Cumhurbaşkanı Gül, Afrika'nın kendi kapasitesini geliştirmesi gerektiğine de dikkat çekerek, her ülkenin kendi siyasi düzenini sağlamlaştırmasının, yatırım yapılabilecek hale gelmeyi sağlamasının ve iyi yönetişim kurmasının şart olduğunu vurguladı. Hukukun üstünlüğü, demokrasinin temel ilkelerinin sağlanması ve düzgün ekonomi politikasının her şeyin başı olduğunu belirten Cumhurbaşkanı Gül, “Bunların olmadığı yerlerde kalkınmanın gerçekleşmesi de zor olacaktır. Hangi Afrika ülkesi bu konularda ileri giderse, çok hızlı kalkınır ve gelişir” dedi.

TÜRK İŞ ADAMLARININ AFRİKA’YA YAPTIĞI YATIRIMLAR

Cumhurbaşkanı Gül, Türk yatırımcıların bazı Afrika ülkelerindeki yatırımlarının milyar dolarları aştığını, buralarda binlerce kişinin istihdam edildiğini ve 100 milyonlarca dolar ihracat yapıldığını vurguladı. Yatırımcıların kendilerini güvende hissettikleri ülkelere yatırım yaptığına işaret eden Cumhurbaşkanı Gül, İstanbul Zirvesi’nde görüştüğü devlet başkanlarına bu kriterlerin sağlanması telkininde bulunduğunu söyledi.

Sömürge döneminde Afrika ülkelerinin kaynaklarının kıtanın dışına transfer edildiğini anlatan Cumhurbaşkanı Gül, “Bizim özellikle takip ettiğimiz politika, o ülkelere küçük, orta ve büyük ölçekte yatırım yapmaktır. Onun için, bahsettiğim bütün ziyaretlerime Afrika'ya yatırım yapma arzusunda olan 100'ün üzerinde iş adamı götürdüm ve bunlardan netice alındığını biliyorum” diye konuştu.

TİKA'NIN AFRİKA’DAKİ PROJELERE DESTEĞİ

Türkiye'nin, Afrika ülkelerindeki insan kapasitesini geliştirme çabalarına da büyük önem verdiğini vurgulayan Cumhurbaşkanı Gül, neredeyse bütün Afrika ülkelerinde birçok projeyi destekleyen TİKA'nın kıta genelinde bilindiğini dile getirdi.
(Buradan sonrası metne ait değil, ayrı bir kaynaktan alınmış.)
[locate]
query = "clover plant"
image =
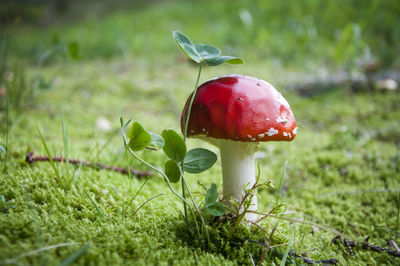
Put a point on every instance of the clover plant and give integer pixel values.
(180, 160)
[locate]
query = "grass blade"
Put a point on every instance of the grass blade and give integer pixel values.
(7, 131)
(281, 181)
(95, 205)
(283, 262)
(53, 165)
(66, 149)
(144, 203)
(75, 256)
(77, 173)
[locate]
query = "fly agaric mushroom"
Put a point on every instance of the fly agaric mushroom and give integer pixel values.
(235, 113)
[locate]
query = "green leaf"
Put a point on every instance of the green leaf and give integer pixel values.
(214, 61)
(199, 160)
(211, 195)
(171, 170)
(216, 209)
(186, 45)
(140, 138)
(157, 141)
(175, 147)
(207, 50)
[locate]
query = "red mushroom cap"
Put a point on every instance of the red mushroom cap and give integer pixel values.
(240, 108)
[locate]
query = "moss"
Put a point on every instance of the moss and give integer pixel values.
(343, 170)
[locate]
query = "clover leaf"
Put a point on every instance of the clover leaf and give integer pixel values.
(199, 53)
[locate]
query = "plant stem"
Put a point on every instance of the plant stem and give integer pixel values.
(191, 103)
(160, 172)
(184, 204)
(195, 205)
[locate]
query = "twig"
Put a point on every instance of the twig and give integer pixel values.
(365, 245)
(294, 254)
(30, 158)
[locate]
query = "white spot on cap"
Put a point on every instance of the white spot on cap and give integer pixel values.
(281, 119)
(272, 131)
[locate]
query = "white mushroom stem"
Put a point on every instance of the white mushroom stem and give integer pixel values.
(238, 171)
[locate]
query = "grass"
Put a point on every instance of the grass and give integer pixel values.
(347, 146)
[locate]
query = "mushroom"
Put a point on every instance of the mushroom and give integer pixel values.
(235, 113)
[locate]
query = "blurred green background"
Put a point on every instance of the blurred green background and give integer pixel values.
(331, 33)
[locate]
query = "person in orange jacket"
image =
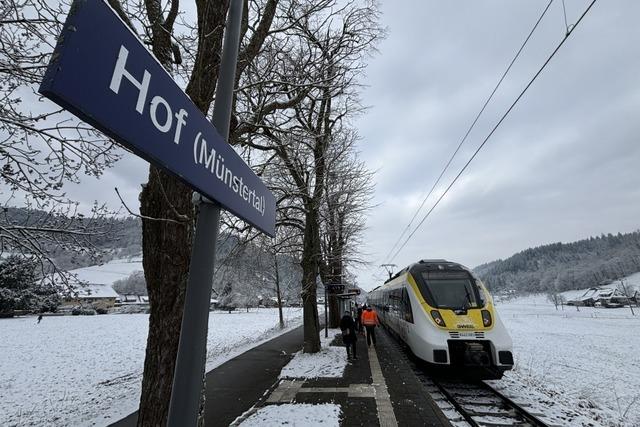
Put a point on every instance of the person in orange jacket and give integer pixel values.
(370, 320)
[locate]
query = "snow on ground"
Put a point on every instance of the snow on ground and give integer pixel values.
(329, 362)
(582, 367)
(297, 415)
(108, 273)
(87, 370)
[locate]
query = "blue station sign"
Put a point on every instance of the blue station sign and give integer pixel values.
(101, 73)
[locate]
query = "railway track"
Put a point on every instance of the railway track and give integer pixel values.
(480, 405)
(474, 404)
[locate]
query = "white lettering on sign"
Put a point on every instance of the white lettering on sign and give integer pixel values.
(214, 162)
(165, 114)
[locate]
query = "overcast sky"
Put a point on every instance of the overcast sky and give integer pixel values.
(563, 166)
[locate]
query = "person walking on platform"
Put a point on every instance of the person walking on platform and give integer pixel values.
(359, 318)
(370, 321)
(349, 337)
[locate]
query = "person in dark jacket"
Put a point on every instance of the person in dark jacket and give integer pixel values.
(348, 327)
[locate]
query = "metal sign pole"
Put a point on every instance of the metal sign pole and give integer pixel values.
(326, 321)
(190, 362)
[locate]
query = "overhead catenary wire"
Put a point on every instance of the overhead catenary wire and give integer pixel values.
(464, 138)
(504, 116)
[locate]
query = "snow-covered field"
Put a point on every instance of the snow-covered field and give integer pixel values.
(583, 367)
(87, 370)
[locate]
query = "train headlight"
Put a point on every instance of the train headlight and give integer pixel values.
(437, 318)
(486, 318)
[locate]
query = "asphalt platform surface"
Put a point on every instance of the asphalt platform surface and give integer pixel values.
(383, 392)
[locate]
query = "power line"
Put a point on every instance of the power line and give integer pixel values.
(568, 33)
(464, 138)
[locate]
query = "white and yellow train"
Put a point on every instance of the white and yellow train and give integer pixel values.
(446, 316)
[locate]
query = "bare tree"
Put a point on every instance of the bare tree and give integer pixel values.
(349, 191)
(295, 117)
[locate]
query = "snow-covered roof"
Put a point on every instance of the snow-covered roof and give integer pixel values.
(96, 291)
(109, 273)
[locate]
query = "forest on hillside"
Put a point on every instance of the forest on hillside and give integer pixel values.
(560, 267)
(244, 269)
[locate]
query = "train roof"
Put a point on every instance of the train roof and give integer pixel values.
(435, 264)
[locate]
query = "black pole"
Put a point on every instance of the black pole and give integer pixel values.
(326, 321)
(190, 362)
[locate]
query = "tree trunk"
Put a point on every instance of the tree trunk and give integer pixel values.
(167, 252)
(275, 262)
(309, 265)
(166, 245)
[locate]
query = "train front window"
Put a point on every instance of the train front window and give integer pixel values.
(452, 291)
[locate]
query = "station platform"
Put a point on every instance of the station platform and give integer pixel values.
(378, 389)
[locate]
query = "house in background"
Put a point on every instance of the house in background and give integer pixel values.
(97, 296)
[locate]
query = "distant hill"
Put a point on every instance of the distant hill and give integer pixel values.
(242, 269)
(565, 266)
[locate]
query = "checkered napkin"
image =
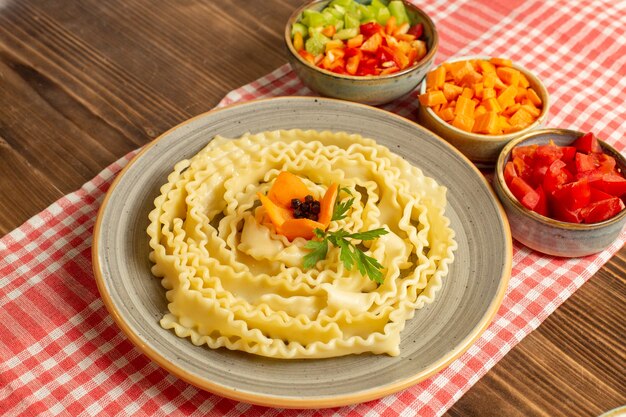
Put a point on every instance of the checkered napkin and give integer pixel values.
(61, 353)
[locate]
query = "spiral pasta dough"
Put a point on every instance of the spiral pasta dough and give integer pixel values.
(232, 281)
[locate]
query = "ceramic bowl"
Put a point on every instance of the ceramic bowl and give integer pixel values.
(372, 90)
(547, 235)
(481, 149)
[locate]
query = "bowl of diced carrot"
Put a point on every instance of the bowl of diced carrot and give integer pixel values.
(368, 52)
(479, 104)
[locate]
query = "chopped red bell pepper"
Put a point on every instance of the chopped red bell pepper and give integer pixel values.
(370, 28)
(416, 30)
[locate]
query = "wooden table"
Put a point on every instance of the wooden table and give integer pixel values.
(83, 83)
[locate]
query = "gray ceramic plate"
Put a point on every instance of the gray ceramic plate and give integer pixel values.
(436, 335)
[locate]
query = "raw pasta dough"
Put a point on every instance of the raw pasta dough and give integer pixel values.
(233, 282)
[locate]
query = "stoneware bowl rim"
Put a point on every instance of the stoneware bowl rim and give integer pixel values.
(491, 138)
(499, 176)
(426, 58)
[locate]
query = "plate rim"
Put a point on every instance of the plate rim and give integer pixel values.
(293, 402)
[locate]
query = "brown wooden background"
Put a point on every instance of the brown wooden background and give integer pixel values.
(84, 82)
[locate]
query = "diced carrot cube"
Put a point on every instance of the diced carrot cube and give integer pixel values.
(298, 41)
(463, 122)
(511, 109)
(486, 66)
(460, 69)
(467, 92)
(487, 123)
(532, 110)
(503, 121)
(523, 81)
(489, 92)
(507, 97)
(447, 114)
(533, 97)
(432, 98)
(501, 62)
(451, 91)
(471, 78)
(464, 107)
(436, 78)
(521, 118)
(489, 80)
(491, 104)
(478, 90)
(509, 75)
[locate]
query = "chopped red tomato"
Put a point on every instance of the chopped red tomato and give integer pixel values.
(576, 183)
(509, 172)
(524, 193)
(601, 210)
(542, 204)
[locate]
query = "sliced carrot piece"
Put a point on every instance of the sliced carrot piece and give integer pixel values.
(489, 92)
(277, 214)
(327, 205)
(293, 228)
(286, 187)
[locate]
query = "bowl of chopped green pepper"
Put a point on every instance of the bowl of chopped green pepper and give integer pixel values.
(367, 52)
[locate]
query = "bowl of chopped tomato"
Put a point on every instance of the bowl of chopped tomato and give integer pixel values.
(370, 52)
(481, 103)
(564, 191)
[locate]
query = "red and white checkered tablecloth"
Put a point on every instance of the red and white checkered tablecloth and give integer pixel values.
(61, 353)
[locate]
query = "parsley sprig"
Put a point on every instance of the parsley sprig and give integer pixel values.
(350, 254)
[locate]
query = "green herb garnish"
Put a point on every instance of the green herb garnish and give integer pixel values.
(350, 254)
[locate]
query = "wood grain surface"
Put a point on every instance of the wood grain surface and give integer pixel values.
(84, 82)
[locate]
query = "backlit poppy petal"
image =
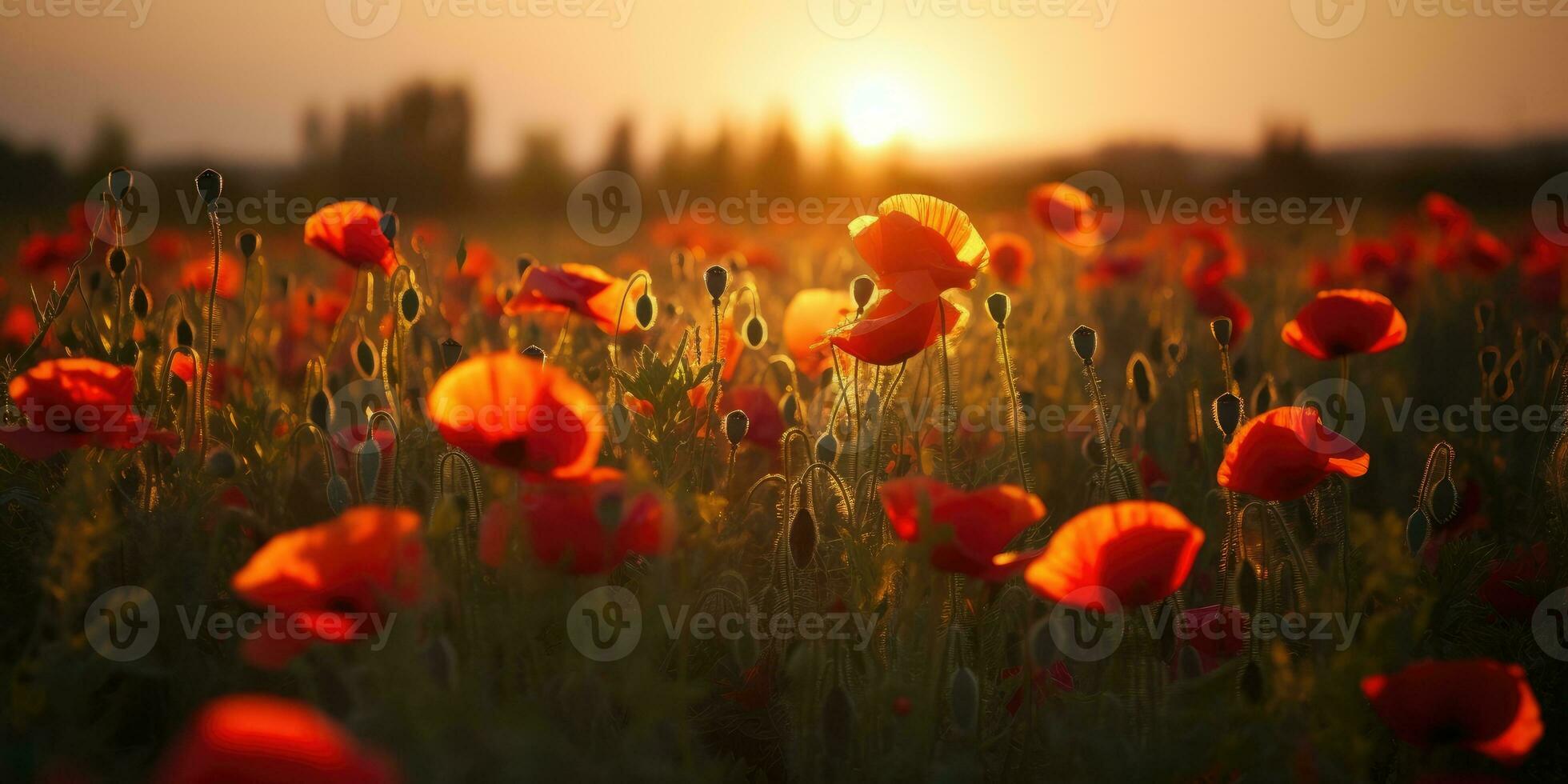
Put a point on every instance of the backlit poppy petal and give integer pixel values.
(1136, 550)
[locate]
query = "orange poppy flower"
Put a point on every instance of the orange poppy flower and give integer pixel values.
(1012, 258)
(810, 314)
(584, 526)
(1070, 215)
(581, 289)
(1344, 322)
(894, 330)
(1285, 452)
(70, 403)
(1136, 552)
(352, 231)
(919, 246)
(269, 739)
(982, 522)
(507, 410)
(326, 578)
(1479, 705)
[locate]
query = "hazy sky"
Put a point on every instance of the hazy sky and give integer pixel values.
(230, 78)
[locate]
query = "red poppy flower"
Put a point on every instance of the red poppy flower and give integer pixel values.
(919, 246)
(352, 231)
(982, 522)
(325, 579)
(586, 526)
(1344, 322)
(1286, 452)
(581, 289)
(269, 741)
(1479, 705)
(1134, 552)
(894, 330)
(1012, 258)
(70, 403)
(810, 314)
(510, 411)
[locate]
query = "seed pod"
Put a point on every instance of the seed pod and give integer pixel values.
(1220, 328)
(862, 289)
(646, 311)
(209, 184)
(1084, 341)
(1226, 414)
(248, 242)
(119, 182)
(756, 331)
(450, 352)
(999, 306)
(736, 427)
(717, 279)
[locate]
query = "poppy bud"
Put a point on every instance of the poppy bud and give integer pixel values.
(736, 427)
(999, 305)
(390, 226)
(119, 182)
(220, 463)
(209, 184)
(826, 449)
(717, 279)
(1222, 331)
(1226, 414)
(862, 289)
(646, 311)
(1084, 344)
(248, 242)
(117, 262)
(756, 331)
(450, 352)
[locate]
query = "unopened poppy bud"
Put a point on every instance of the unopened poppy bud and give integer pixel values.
(390, 226)
(248, 242)
(209, 186)
(999, 306)
(736, 427)
(1226, 414)
(450, 352)
(1084, 341)
(756, 331)
(646, 311)
(1222, 331)
(717, 279)
(117, 262)
(119, 182)
(862, 289)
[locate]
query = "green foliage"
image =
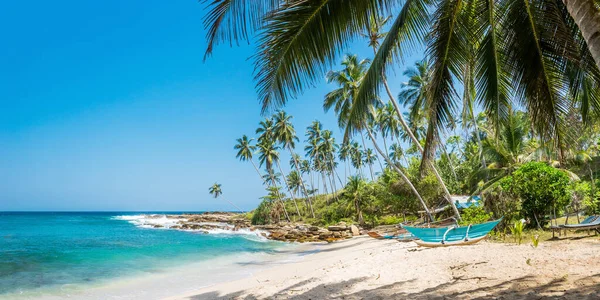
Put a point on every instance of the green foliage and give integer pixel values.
(262, 214)
(475, 215)
(517, 232)
(541, 189)
(581, 198)
(535, 240)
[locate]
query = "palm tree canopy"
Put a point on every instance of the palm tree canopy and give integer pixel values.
(215, 190)
(245, 148)
(531, 52)
(268, 154)
(284, 130)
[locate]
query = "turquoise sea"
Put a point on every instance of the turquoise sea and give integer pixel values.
(44, 252)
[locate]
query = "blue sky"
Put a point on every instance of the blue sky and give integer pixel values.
(107, 105)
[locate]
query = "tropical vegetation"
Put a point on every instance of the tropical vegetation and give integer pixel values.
(504, 105)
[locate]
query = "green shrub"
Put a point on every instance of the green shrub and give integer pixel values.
(517, 232)
(535, 240)
(390, 220)
(475, 215)
(262, 214)
(541, 188)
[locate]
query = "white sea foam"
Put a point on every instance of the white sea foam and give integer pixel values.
(150, 221)
(164, 222)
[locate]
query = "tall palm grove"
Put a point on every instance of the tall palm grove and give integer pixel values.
(504, 105)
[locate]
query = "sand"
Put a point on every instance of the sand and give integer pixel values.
(365, 268)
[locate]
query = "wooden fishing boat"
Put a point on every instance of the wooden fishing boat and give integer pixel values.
(452, 235)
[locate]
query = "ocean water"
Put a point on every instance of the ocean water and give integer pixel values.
(46, 253)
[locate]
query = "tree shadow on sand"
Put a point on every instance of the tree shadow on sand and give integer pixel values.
(526, 287)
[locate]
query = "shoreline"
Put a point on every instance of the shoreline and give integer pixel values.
(176, 279)
(364, 268)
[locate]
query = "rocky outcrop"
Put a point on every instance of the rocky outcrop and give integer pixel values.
(285, 231)
(291, 232)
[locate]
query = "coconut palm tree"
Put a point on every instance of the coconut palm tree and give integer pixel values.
(245, 151)
(541, 51)
(285, 134)
(344, 156)
(370, 159)
(508, 151)
(215, 191)
(355, 188)
(268, 156)
(353, 70)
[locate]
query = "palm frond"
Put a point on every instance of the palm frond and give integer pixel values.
(536, 39)
(234, 20)
(448, 54)
(300, 41)
(492, 80)
(408, 29)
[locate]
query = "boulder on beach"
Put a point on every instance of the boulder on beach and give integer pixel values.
(354, 230)
(337, 228)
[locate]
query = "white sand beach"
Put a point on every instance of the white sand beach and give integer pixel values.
(365, 268)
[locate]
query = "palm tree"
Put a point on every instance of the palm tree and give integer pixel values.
(530, 49)
(348, 79)
(397, 153)
(268, 155)
(370, 159)
(350, 85)
(294, 181)
(508, 152)
(285, 134)
(344, 156)
(215, 191)
(355, 188)
(246, 151)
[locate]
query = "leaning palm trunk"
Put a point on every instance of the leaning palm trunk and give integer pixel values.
(258, 171)
(287, 216)
(239, 209)
(587, 17)
(412, 187)
(414, 140)
(301, 181)
(450, 164)
(288, 188)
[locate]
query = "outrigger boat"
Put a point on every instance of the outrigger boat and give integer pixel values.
(452, 235)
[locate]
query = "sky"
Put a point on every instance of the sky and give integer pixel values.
(108, 105)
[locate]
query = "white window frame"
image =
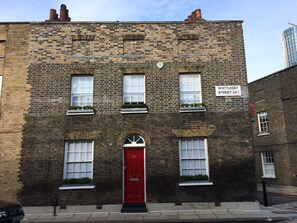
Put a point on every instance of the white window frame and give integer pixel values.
(81, 94)
(66, 161)
(194, 158)
(270, 157)
(263, 125)
(190, 91)
(125, 91)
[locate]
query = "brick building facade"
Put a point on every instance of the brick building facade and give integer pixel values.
(145, 100)
(274, 130)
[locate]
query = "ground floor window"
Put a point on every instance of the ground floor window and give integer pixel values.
(78, 160)
(193, 157)
(268, 164)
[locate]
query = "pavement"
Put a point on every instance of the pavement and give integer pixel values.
(286, 212)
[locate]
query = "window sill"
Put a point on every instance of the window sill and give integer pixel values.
(268, 177)
(80, 112)
(197, 109)
(78, 187)
(264, 134)
(133, 110)
(195, 183)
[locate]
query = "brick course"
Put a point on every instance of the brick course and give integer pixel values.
(14, 105)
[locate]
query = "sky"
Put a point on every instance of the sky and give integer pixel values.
(264, 20)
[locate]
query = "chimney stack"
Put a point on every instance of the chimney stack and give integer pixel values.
(64, 17)
(195, 16)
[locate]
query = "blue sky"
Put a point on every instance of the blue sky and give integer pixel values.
(264, 20)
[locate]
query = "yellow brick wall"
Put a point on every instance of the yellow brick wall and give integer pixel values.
(14, 105)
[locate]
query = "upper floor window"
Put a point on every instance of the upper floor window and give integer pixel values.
(268, 164)
(82, 91)
(134, 89)
(263, 122)
(190, 90)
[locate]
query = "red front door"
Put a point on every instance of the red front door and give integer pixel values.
(133, 175)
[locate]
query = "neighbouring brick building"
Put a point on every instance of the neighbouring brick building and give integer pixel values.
(126, 112)
(274, 130)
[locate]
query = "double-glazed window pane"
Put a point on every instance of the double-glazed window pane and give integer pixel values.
(79, 160)
(82, 91)
(263, 122)
(190, 92)
(134, 89)
(268, 164)
(193, 157)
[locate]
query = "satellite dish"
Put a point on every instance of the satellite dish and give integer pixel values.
(160, 65)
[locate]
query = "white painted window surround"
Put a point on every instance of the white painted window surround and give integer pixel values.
(134, 89)
(82, 91)
(268, 165)
(190, 88)
(78, 159)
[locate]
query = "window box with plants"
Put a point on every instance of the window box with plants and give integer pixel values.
(194, 107)
(134, 108)
(80, 110)
(77, 183)
(194, 180)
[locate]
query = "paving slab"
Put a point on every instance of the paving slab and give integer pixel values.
(43, 218)
(134, 217)
(223, 214)
(180, 213)
(80, 217)
(115, 217)
(61, 218)
(169, 213)
(98, 217)
(153, 216)
(205, 215)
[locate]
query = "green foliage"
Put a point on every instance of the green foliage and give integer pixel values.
(198, 177)
(84, 180)
(88, 107)
(134, 106)
(194, 105)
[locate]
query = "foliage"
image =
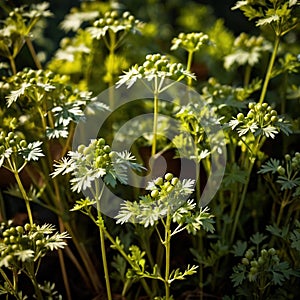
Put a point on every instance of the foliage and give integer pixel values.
(161, 243)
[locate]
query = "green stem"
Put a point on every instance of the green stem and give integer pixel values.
(24, 195)
(13, 65)
(155, 120)
(102, 242)
(269, 71)
(167, 244)
(31, 275)
(11, 285)
(123, 253)
(189, 65)
(241, 204)
(247, 75)
(33, 53)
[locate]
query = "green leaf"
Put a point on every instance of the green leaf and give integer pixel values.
(257, 238)
(239, 275)
(239, 248)
(295, 238)
(267, 20)
(270, 166)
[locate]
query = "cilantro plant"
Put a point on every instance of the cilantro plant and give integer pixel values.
(87, 165)
(156, 69)
(261, 271)
(164, 205)
(162, 243)
(22, 249)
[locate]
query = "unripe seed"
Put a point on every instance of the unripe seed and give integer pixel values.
(251, 105)
(253, 270)
(168, 176)
(249, 254)
(272, 251)
(154, 193)
(264, 253)
(170, 188)
(174, 180)
(254, 263)
(158, 181)
(20, 229)
(240, 117)
(23, 144)
(261, 261)
(27, 227)
(106, 149)
(281, 170)
(274, 119)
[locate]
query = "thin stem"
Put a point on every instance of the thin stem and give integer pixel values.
(189, 65)
(102, 242)
(269, 71)
(155, 120)
(13, 65)
(123, 253)
(11, 286)
(241, 204)
(24, 195)
(33, 53)
(167, 244)
(247, 75)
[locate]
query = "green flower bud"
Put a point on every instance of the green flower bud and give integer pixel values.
(254, 263)
(23, 144)
(251, 105)
(240, 117)
(264, 253)
(158, 181)
(168, 176)
(281, 170)
(20, 229)
(249, 254)
(274, 119)
(106, 149)
(272, 251)
(261, 261)
(170, 188)
(174, 181)
(253, 270)
(27, 227)
(154, 193)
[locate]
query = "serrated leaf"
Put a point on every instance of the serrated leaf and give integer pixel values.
(257, 238)
(270, 166)
(267, 20)
(239, 248)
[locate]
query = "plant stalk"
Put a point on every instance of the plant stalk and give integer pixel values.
(155, 120)
(269, 71)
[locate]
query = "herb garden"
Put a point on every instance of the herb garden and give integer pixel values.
(150, 150)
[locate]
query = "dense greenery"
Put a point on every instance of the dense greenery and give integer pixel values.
(162, 243)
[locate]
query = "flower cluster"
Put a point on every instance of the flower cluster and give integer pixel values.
(114, 22)
(95, 161)
(266, 265)
(167, 196)
(155, 66)
(13, 144)
(287, 172)
(246, 50)
(261, 119)
(191, 42)
(28, 243)
(44, 94)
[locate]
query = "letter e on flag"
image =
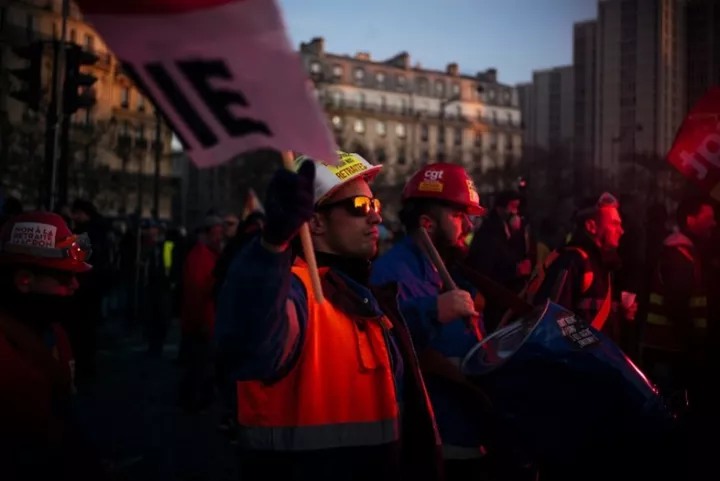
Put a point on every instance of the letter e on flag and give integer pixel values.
(223, 72)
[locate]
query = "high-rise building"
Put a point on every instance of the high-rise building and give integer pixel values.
(112, 144)
(585, 68)
(641, 69)
(703, 47)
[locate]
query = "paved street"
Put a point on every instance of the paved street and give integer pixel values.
(132, 419)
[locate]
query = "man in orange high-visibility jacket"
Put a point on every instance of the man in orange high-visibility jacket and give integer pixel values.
(330, 390)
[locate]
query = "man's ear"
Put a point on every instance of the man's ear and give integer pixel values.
(23, 279)
(591, 226)
(428, 224)
(318, 224)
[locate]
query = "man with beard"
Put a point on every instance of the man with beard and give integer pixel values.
(440, 198)
(327, 389)
(39, 261)
(580, 277)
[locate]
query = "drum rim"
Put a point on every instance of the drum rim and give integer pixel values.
(498, 332)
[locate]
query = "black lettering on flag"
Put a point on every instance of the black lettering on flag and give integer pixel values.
(199, 73)
(202, 132)
(129, 70)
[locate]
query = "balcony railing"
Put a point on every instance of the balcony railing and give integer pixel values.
(400, 111)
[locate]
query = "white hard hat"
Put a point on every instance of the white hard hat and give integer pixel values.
(329, 177)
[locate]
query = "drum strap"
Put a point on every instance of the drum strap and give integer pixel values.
(435, 365)
(602, 316)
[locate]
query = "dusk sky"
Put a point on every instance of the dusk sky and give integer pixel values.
(514, 36)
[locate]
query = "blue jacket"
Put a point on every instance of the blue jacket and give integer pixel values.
(256, 342)
(419, 285)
Cumhurbaşkanı Gül, Türk sivil toplum örgütlerinin başta eğitim ve sağlık olmak üzere birçok alanda hizmet yürüttüğünü belirterek, Afrika ülkelerinden çok sayıda öğrenciye Türkiye'deki üniversitelerde eğitim görmeleri için burs verildiğini kaydetti.

Türk üniversitelerinin yabancı öğrencilere açılmasını isteyen Cumhurbaşkanı Gül, Afrikalıların kendi kültürlerini Türkiye'ye taşıdığını, ülkelerine döndüklerinde de Türkiye'nin elçisi gibi davrandıklarını ifade etti. “Bütün bu arzular, ancak gayretlerle gerçekleşiyor” diyen Cumhurbaşkanı Gül, bunu yönlendirecek kurumların başında da büyükelçiliklerin geldiğini belirtti.

Cumhurbaşkanı Gül, Türkiye'nin Afrika'daki büyükelçiliklerinin sayısının 24'e ulaştığını, Afrika'nın bazı ülkelerinin de Türkiye'de büyükelçilik açacağını bildirdi.